A pick glass also known as a piece glass is a magnifying glass helpful in counting thread count. It is used to determine the number of yarns in warp and weft in woven fabrics and courses and wales in knitted fabrics. Compact constructions of fabrics may have a higher thread count. That is also called "cloth count".

== Function ==
Pick glasses aid in measuring the following.

=== Ends and picks ===
Ends per inch is the number of warp threads per inch of woven fabric.

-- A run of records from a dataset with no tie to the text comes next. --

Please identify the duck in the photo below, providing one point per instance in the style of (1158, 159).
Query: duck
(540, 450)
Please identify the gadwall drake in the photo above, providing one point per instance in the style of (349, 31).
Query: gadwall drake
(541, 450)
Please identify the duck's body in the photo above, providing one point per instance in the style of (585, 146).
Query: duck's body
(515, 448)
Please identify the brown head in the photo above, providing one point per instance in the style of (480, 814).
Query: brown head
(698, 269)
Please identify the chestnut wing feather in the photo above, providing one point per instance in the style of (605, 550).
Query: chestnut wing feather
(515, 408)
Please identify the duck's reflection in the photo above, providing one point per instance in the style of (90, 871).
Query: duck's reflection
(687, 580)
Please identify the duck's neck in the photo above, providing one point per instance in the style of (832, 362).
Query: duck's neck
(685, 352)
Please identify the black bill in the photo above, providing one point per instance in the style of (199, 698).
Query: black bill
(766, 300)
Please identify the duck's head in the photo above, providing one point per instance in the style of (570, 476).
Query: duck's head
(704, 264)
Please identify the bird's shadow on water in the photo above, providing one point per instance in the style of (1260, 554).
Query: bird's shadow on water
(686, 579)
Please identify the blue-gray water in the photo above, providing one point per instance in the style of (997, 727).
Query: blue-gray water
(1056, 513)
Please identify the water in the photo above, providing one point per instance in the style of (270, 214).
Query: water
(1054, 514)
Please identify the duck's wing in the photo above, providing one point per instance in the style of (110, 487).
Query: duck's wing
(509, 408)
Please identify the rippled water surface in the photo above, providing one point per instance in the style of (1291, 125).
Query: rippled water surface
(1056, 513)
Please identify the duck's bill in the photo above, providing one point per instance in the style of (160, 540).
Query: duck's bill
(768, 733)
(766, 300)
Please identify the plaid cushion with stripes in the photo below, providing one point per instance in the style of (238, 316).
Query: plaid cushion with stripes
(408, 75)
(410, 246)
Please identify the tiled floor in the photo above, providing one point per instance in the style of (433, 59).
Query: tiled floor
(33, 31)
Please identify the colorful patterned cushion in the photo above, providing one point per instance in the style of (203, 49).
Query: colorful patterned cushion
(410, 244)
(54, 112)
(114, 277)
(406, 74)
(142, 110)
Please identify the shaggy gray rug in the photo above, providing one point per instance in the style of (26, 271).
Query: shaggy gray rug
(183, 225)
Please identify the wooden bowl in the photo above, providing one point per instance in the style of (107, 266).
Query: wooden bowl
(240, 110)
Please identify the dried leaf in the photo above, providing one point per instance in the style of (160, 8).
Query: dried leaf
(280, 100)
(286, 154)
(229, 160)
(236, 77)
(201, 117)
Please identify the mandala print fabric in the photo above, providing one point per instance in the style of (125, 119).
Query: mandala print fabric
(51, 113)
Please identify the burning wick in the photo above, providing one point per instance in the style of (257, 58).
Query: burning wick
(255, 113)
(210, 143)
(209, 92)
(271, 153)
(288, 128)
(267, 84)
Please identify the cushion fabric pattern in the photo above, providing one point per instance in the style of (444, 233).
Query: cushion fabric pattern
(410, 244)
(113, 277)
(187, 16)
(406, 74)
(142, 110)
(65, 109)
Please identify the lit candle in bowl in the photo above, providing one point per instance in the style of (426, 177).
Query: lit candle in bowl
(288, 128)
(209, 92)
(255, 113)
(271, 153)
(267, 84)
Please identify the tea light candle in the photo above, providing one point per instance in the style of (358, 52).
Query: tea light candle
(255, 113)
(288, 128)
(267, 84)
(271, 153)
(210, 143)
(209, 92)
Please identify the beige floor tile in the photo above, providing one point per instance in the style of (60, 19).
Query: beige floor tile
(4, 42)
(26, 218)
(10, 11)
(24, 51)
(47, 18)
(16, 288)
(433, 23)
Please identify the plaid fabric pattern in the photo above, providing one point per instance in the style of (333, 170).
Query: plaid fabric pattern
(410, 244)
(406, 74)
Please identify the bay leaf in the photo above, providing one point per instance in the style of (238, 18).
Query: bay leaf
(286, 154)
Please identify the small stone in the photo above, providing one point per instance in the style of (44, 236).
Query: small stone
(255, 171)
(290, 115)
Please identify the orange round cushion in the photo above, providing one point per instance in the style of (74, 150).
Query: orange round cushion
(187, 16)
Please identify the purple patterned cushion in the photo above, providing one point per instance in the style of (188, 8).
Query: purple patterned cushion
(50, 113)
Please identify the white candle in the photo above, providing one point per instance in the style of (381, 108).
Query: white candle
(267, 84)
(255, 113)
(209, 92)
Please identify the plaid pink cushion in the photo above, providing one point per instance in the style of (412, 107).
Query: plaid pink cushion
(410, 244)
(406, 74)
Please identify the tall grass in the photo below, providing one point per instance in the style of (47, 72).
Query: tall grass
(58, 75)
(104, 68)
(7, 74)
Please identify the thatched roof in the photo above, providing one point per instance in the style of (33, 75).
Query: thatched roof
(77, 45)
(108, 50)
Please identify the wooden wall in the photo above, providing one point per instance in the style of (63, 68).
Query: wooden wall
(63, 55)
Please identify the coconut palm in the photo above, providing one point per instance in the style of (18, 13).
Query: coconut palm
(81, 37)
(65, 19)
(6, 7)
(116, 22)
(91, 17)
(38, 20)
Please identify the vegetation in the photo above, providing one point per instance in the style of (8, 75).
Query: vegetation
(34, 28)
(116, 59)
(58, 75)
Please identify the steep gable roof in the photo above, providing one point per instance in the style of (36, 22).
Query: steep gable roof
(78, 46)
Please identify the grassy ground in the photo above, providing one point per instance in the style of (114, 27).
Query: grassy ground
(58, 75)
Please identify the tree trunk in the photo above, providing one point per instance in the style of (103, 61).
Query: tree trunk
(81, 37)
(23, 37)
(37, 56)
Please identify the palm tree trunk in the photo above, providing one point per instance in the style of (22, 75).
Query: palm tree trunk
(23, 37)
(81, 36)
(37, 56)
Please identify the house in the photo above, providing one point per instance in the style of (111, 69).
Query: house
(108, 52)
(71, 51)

Picks per inch is the number of weft threads per inch of woven fabric. Pick is a term that refers to a single weft thread. By and large, the more ends and picks per inch, the finer the cloth. Balanced plain weave fabrics have warp and weft threads that are the same weight (size) and have the same number of ends and picks per inch.

=== Courses and Wales ===
Loops are the building blocks of knitted fabrics, and courses and wales in knitted fabrics are importantly similar to ends and picks in woven fabrics. The knitting structure is formed by intermeshing the loops in consecutive rows.

- Courses: are the total number of horizontal rows measured in per inch or per centimetre. The course is a horizontal row of loops formed by all the adjacent needles during one revolution. course length is obtained by multiplying loop length with the number of needles involved in the production of the course.
- Wales: are the number of vertical columns measured in per inch or per centimetre.